Zmarł misjonarz rodem z Kornowaca
Ks. Nikodem Pisarski odszedł do wieczności 6 maja. Miał 94 lata.
Po szkole powszechnej w Kornowacu, wstąpił do pogrzebieńskiego małego seminarium duchownego księży salezjanów. W 1936 r. wyjechał do nowicjatu w Czerwińsku nad Wisłą, a rok później do Japonii. Miał wówczas 19 lat. Seminarium w Tokio ukończył po 9 latach – w 1946 r. Wtedy też otrzymał święcenia kapłańskie. W seminarium w Tokio uczyli się klerycy z 15 krajów – wielu z Europy i Ameryki. Kierowani byli do różnych placówek w Japonii. Ks. Pisarski najpierw pracował w Tokio, później na wyspie Kiusiu – w Myazaki. Uczył tam w seminarium łaciny i muzyki gregoriańskiej. Wkrótce został zastępcą dyrektora. Przeniesiony do miejscowości Osaka uczył kleryków – Japończyków. W latach 1953-58 pracował w renomowanym liceum, szkole misyjnej, gdzie wykładał język angielski razem z innymi księżmi – jezuitami i werbistami. Od momentu wyjazdu do Japonii jako młodzieniec, mógł przyjechać do rodzinnego kraju na odwiedziny dopiero po 21 latach – w 1958 roku. W tym czasie nie miał żadnego kontaktu z Polską. Spowodowane to było prześladowaniem księży w tamtych czasach. O śmierci matki dowiedział się dopiero po pół roku dzięki Czerwonemu Krzyżowi.

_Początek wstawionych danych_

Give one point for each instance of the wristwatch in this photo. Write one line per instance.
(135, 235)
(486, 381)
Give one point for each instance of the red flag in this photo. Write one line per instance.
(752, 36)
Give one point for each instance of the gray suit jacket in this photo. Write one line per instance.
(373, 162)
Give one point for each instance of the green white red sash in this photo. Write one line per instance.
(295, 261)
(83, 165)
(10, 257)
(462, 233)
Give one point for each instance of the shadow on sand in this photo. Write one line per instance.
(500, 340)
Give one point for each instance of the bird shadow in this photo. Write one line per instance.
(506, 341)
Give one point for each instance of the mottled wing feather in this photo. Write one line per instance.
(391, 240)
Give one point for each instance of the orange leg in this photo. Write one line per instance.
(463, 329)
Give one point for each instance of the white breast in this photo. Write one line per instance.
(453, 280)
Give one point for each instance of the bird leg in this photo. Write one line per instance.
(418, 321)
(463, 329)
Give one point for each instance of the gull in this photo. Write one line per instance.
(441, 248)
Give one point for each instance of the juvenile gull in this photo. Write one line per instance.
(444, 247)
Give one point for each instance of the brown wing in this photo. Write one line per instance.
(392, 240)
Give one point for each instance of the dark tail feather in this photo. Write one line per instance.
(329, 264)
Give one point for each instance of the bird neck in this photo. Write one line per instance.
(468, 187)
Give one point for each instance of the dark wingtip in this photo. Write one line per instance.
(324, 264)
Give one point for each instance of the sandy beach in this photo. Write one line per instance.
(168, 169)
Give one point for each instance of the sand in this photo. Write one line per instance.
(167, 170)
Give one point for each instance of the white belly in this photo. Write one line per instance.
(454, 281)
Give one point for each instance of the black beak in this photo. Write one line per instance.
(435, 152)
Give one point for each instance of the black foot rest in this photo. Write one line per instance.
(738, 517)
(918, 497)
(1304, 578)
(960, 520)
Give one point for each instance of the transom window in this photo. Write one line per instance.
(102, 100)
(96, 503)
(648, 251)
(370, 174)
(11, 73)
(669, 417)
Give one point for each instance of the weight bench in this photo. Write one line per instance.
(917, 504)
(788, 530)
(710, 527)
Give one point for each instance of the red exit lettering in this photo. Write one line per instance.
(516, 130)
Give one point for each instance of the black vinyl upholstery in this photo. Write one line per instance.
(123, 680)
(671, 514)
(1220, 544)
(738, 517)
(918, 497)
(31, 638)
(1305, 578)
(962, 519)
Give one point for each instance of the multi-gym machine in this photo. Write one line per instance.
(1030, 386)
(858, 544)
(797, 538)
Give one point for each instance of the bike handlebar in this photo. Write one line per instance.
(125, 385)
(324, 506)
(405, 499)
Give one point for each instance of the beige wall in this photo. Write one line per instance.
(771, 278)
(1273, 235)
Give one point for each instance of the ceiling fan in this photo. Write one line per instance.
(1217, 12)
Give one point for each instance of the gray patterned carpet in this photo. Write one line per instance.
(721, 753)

W 1959 roku wrócił do Tokio. Podjął pracę na politechnice jako dyrektor, tuż przed odejściem na emeryturę pracował w przedszkolu misyjnym przy kościele, do którego uczęszczało około 500 dzieci. 4 grudnia 2008 r. wraz z ks. Michałem Moskwą (również misjonarzem, z którym przybył do Japonii przed 75 laty), został odznaczony w Tokio „Krzyżem Komandorskim Orderu Odrodzenia Polski” przez Prezydenta Lecha Kaczyńskiego. Ostatnie lata swojego życia spędził w domu zakonnym w miejscowości, która jest znanym kurortem – Beppu na wyspie Kiusiu. Tam też zmarł. We wrześniu ubiegłego roku został zrealizowany film dokumentalny o ks. Pisarskim i ks. Moskwie przez studentów Salezjańskiego Wyższego Seminarium Duchownego w Krakowie. Jego zwiastun znajdziesz na: http://vimeo.com/channels/samurajchrystusa/
Był postrzegany przez Polaków jako nasz drugi nieoficjalny ambasador w Japonii – pomagał rodakom, którzy odwiedzali Kraj Kwitnącej Wiśni. O jego śmierci powiadomił redakcję Ryszard Tkocz z Radlina, znajomy ks. Nikodema.